Roberto Romano, professor de ética e política da Unicamp

P. O que esperar do novo governo?

R. Será um Governo fraco, não coeso, submetido à pressão constante dos diferentes caciques e facções do PMDB. Até o momento ele não tem respostas adequadas para governadores e prefeitos que estão com as contas públicas estouradas. Temer terá que atuar em duas frentes diferentes. A dos interesses financeiros e empresariais, que querem reformar a CLT, mexer na aposentadoria, entre outras medidas, e a outra frente é social, daqueles que nãos aceitarão com tranquilidade as reformas que ele vem prometendo. Ou seja: será um Governo fraco submetido à crise, em constante tensão econômica e social.

P. Quais a consequências do impeachment para o sistema político e para a nova oposição?

R. Nada muda no modo de relacionamento da presidência com o Congresso. Sempre digo que o Executivo federal brasileiro é um gigante com pés de barro. Porque a famosa base aliada de apoio é comprada e vendida de acordo com os recurso que o presidente pode liberar. Os recursos serão escassos e os cargos limitados, ele terá que enfrentar a incerteza da base. O fisiologismo se manterá. Aliás, ele continuou a todo vapor no Governo interino. Essa prática de usar a coisa publica em beneficio pessoal está intocada, nada mudou no país.

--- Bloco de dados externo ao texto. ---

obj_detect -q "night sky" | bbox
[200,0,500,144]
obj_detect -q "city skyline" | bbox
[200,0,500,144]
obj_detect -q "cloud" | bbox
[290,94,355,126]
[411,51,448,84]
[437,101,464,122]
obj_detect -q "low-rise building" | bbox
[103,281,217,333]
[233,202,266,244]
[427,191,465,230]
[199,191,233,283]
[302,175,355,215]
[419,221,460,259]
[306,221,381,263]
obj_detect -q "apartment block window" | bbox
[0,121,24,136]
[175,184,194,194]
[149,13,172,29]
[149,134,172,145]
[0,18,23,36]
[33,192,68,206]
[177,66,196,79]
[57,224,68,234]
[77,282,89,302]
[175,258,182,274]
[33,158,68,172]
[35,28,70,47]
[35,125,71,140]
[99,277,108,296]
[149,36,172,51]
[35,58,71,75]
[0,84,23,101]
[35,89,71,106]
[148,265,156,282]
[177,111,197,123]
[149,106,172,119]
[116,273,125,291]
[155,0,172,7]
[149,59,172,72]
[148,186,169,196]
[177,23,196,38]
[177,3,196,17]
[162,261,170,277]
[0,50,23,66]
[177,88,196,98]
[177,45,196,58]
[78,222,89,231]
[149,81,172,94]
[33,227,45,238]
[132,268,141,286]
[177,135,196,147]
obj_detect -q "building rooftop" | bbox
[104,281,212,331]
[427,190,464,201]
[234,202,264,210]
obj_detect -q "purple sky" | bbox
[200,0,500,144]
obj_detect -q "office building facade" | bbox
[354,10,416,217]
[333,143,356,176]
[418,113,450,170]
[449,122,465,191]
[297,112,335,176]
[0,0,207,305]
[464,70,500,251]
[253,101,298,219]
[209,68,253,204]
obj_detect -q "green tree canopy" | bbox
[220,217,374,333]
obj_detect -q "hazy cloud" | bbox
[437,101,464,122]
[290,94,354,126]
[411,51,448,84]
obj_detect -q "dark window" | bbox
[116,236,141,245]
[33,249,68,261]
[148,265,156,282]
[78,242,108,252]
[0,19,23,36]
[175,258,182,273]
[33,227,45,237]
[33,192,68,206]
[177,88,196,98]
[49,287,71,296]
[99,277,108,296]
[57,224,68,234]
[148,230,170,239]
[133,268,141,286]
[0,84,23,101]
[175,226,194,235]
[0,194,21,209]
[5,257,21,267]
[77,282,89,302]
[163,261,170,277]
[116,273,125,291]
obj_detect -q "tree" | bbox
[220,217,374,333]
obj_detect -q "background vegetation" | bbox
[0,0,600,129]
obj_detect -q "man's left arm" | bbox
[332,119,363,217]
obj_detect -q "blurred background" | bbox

Já temos sinais de uma espécie de entendimento cordial entre oposição e governo. Isso é uma boa reiteração do que ocorre no país. As oposições que permanecem duras são isoladas, mas nos seus quadros sempre existem os mais realistas, que renunciam ao papel de oposição. Essa oposição será decantada a partir de agora. Aqueles que lá estavam em função das benesses do governo petistas tendem a embarcar no grupo de apoio ao Temer. Isso até as eleições de 2018. Mas essa oposição da esquerda parlamentar com certeza se enfraquecerá.

Eduardo Raposo, cientista político da PUC-Rio

P. O que esperar do novo governo?

R. Todos os presidentes que assumiram a partir da vice-presidência tiveram no início de seus mandatos dificuldades para se legitimar. Esses são os casos de João Goulart, José Sarney, Itamar Franco e, agora, Temer. Para tanto, procuraram compor seus ministérios com membros do poder Legislativo e representantes das diferentes regiões do país. Se essa estratégia funcionar juntamente com um reaquecimento da economia o resultado será menos complicado.

P. Quais a consequências do impeachment para o sistema político e para a nova oposição?

R. Difícil prever. É uma disputa por versões e narrativas a respeito da crise. Se a nova situação conseguir convencer a população que todos os preceitos constitucionais foram considerados... Juntamente com a insatisfação da população com o Governo que foi afastado e uma melhoria na condução da política econômica, as consequências serão abrandadas podendo, inclusive, fortificar o sistema político que é basicamente o mesmo desde 1985, o maior período de nossa história moderna sem rupturas políticas.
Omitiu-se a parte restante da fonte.